Autre marqueur de cette tendance, le développement du coaching scolaire. «Les séances ne sont pas basées sur des disciplines scolaires, on n'y fait pas des mathématiques ou du français, explique Anne-Claudine Oller, qui vient de consacrer un ouvrage au sujet (1). Les élèves travaillent sur la motivation et la confiance en soi, ou réfléchissent à leur orientation.» Un accompagnement coûteux qui concerne essentiellement des lycéens ou des étudiants issus des classes moyennes supérieures, selon la chercheuse. «Ce sont souvent des jeunes qui ne sont pas excellents, scolairement parlant. Grâce aux ressources de leurs parents, ils peuvent développer des stratégies scolaires.»

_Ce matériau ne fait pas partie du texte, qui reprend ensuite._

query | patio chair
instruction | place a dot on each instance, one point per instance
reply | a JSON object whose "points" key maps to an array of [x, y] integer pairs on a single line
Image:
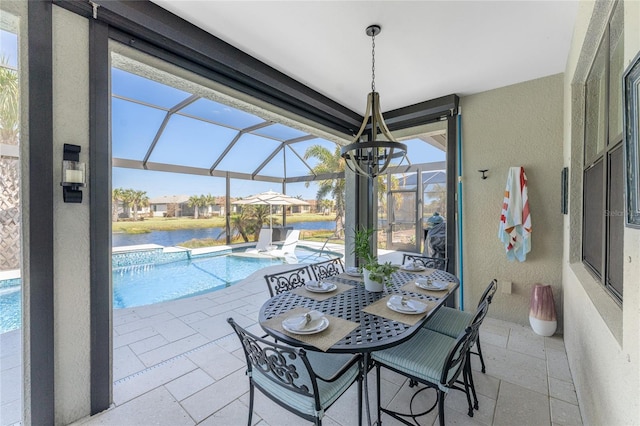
{"points": [[327, 268], [264, 241], [289, 246], [452, 322], [426, 261], [288, 280], [436, 361], [304, 383]]}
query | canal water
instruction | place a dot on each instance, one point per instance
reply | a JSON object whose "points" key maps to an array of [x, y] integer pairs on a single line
{"points": [[172, 238]]}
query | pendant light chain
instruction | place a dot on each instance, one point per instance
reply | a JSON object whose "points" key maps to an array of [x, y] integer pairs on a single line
{"points": [[371, 157], [373, 62]]}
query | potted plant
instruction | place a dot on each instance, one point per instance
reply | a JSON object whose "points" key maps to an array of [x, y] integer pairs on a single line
{"points": [[375, 274]]}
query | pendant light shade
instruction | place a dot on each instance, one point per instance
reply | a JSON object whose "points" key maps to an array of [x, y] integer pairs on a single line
{"points": [[371, 157]]}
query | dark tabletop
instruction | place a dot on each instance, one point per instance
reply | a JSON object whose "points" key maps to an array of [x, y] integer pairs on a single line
{"points": [[373, 332]]}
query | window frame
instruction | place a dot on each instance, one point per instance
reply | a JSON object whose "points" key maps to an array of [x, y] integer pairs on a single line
{"points": [[604, 156]]}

Ce profil aisé recoupe celui des familles qui ont recours au soutien scolaire plus classique. D'après une étude menée en 2016 par le Conseil national d'évaluation du système scolaire (Cnesco), «les élèves qui suivent des cours privés de soutien sont plus souvent issus de familles plutôt favorisés, citadines et peu nombreuses» et sont, pour la plupart, déjà aidés régulièrement à la maison. En clair, avec une ristourne fiscale sur les cours particuliers, qui peut atteindre les 12 000 euros par an et par famille, l'Etat soutient des élèves qui bénéficient déjà de bonnes conditions pour réussir, au détriment d'autres qui font face à plus de difficultés.

«On est dans le cas d'un financement public à bas bruit d'une dépense faite par les particuliers, qui est pourtant d'une ampleur significative, écrit Anne-Claudine Oller dans son ouvrage. En 2006, le Conseil de l'emploi, des revenus et de la cohésion sociale (Cerc) évaluait déjà à 240 millions d'euros annuels le montant de l'aide publique au secteur du soutien scolaire, ce qui représentait presque deux fois et demie le budget du soutien scolaire public et presque le quart de celui des ZEP.»

«Copie de l’école»

Un choix économique contestable, qui s'ajoute à un problème structurel, selon Henri Vieille-Grosjean : «On peut douter qu'un enfant en souffrance à l'école s'épanouisse dans des cours privés, même s'il y avait accès. Le soutien scolaire marchand est une copie de l'école, relève l'anthropologue de l'éducation. Il reproduit le même espace d'immobilité et de silence, et les enseignants sont souvent des étudiants ou des professeurs de l'Education nationale. Son modèle repose sur la survalorisation des données scolaires, on est dans l'idée du perfectionnement.» Loin des besoins des enfants en rupture avec l'école, même s'ils pouvaient y avoir accès.

(1) Le Coaching scolaire, un marché de la réalisation de soi, PUF.